Un enfant métis au japon se fait appeler « half », en anglais dans le texte, ouvertement, et ça ne choque personne d’ailleurs. Le fait que ce soit de l’anglais est sans doutes moins dur, moins difficile à placer, plus cool que de qualifier ce gamin si « kawaii » l’instant d’avant de « moitié » dans la langue locale. Moitié de quoi d’ailleurs, moitié français, forcement pas tout à fait japonais, demi on ne sait trop quoi, mais, quoi qu’il en soit, pour les japonais, un métis n’est pas complet.
Lorsqu’on est entré avec ma petite famille au Japon, il y a un peu plus d’un an, on avait fait le contrôle d’identité ensemble.
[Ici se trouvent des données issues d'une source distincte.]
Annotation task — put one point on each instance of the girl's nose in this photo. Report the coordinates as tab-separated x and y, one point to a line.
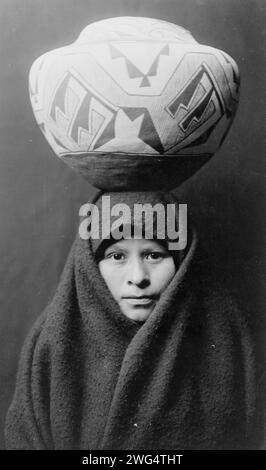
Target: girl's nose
138	274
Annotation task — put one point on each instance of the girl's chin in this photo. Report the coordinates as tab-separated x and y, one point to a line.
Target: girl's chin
138	314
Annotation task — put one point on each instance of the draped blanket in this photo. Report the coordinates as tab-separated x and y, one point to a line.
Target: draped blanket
91	378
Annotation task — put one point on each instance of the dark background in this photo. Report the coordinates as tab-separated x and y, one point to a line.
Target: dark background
40	196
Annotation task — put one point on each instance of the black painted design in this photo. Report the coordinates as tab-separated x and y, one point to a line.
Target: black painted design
195	109
133	71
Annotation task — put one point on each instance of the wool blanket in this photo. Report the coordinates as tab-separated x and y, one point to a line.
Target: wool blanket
91	378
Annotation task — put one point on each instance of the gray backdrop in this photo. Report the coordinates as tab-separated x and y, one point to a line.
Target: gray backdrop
40	197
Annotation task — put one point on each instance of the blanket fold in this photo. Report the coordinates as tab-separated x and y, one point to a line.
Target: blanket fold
91	378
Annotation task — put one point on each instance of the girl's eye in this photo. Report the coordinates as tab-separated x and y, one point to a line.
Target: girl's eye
154	256
116	256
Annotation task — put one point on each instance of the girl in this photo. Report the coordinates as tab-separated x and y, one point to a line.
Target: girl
141	348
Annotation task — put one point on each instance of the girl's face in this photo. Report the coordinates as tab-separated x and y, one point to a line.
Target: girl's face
137	272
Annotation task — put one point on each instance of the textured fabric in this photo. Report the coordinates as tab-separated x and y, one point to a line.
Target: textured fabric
91	378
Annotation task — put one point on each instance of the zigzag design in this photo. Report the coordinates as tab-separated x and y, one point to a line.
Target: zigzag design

Ensemble, ça reste logique pour une famille. Une loi qui doit entrer en application prochainement, va changer un peu la situation. Désormais, dans la famille, Papa, doit donner ses empreintes, et pour rentrer à la maison, il passe à droite, Maman, passe dans la file de gauche, et le petit… le petit, il est « half »… partagé, la file du milieu n’a pas été prévue, de toutes façon, lui, il compte qu’à moitié.
Alors, bien sûr, laisser ses empreintes à l’aéroport ce n’est pas douloureux, ça pique pas les doigts, c’est même pas sale, aujourd’hui, avec la technologie, même plus besoin d’encre, on peut même parler de progrès. Même pas très grave. Et puis, ses empreintes, quoi qu’on fasse, on les laisse partout, tout le temps, alors on se demande bien quelle mouche les a piqué, tous, pour qu’ils cherchent tellement à se les garder pour eux leurs empreintes (il eût été un temps quand même où on parlait de présomption d’innocence)…
D’autant, qu’une croyance populaire, largement répandue, tellement répandue qu’elle a menée au pouvoir un président aux USA, un président en France, et sans doute d’autres ailleurs, voudrait nous faire croire que la technologie et le flicage nous mènera aux portes de la société idéale, sécuritaire, cloisonnée, froide. Un monde merveilleux, où sont interdit les biberons dans les avions, et où dans les démocraties, les étudiants qui posent des questions poil-à-gratter se font molester au pistolet électrique sous les rires de ses camarades.
C’est le moment, les esprits sont prêts.
Alors pourquoi eux, une minorité parmi les minoritaires, là, avec leurs demis enfants, leur vie à cheval entre deux pays, eux qui ne sont même pas des terroristes, qui cherchent à s’intégrer, pas faire trop de vague, et qui ont la conscience tranquille des honnêtes gens, pourquoi eux, et une poignée d’autres, agitent vainement les bras contre cette technologie que le monde entier est en train de déployer ?
Technologie en version béta, les évolutions suivront, avec mises à jour automatiques, autoritaires, comme il se doit lorsqu’il est question de sécurité. Aujourd’hui les empreintes, demain les gènes, ça offre tellement d’autres possibilités d’interprétation, les gènes, après demain la numérologie ; à bijection, bijection et demie, après tout, Science est Vérité, quand on y croit. Vérité partagée, les bases de données de mes amis sont mes amies. Et Vérité au long cours, conservation « à vie », perpétuité annoncée pour vos empreintes prises même pour un passage éclair sur le territoire Nippon.
Bien sûr des fuites, des usages non annoncés, des changements de politiques régionales, ne sont que de l’ordre de la fiction, bientôt on nous reparlera de 1984, et quand on pense que c’était il y a 23 ans, et que c’était même pas pour de vrai, il n’y a pas de raisons de s’alarmer.
Non, vraiment les empreintes, ce n’est sans doute pas nécessaire, si encore on était sûr que ce soit efficace, mais là… on a quand même l’impression que ça sert un tout autre objectif.
Il y a une pétition que je vous invite à signer, une goutte d’eau peut-être, mais, ça apporte un peu de fraîcheur les gouttes d’eau.
Edit : Et les gouttes d’eau, ça fait aussi un (tout petit) peu avancer les choses.